Sunday, July 07, 2013

Parallel Programming for Quantitative Finance

Investment banks like calculations that require powerful computational resources. In many cases Monte-Carlo simulations are run on huge GRID systems that cost a lot.
Such systems are usually home grown and really look expensive to replicate elsewhere.

Few monthes ago I read an article in RISK magazine that outlined the same problem and as an option a  chipper and more flexible approach was mentioned that is based on multi-core CPU and GPU.
http://www.nvidia.co.uk/content/EMEAI/PDF/risk-magazine-tesla-april2013.pdf

GPU programming probably is not too complex although it definitely requires some background desk devs or quants might not have. A company Xcelerit http://www.xcelerit.com/ made an attempt to ease the parallel programming. They provide SDK that allows quants develop and execute their C++ programs on a high-performance environment.

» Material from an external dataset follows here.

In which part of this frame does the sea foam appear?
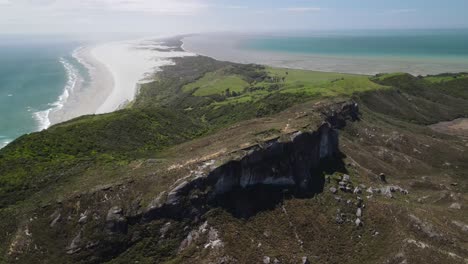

Furthermore they have a library that comes with base statistics functions, market data adapters and a number of interfaces for commonly used software packages, e.g. MATLAB, Excel.
http://www.xcelerit.com/xcelerit-forges-new-tools-for-quantitative-finance/

They also outlined some case studies of inefficiencies of sequential program execution on a GRID compared to multi-core CPU architectures.
http://blog.xcelerit.com/efficiently-using-computing-grids-in-the-financial-industry/

Examples of SDK usage
http://blog.xcelerit.com/xcelerit-sdk-user-experience/

HSBC usage
http://blog.xcelerit.com/hsbc-run-risk-in-real-time-with-xcelerit-and-gpus/

Let's see whether this attempt of Xcelerit will have a successful continuation.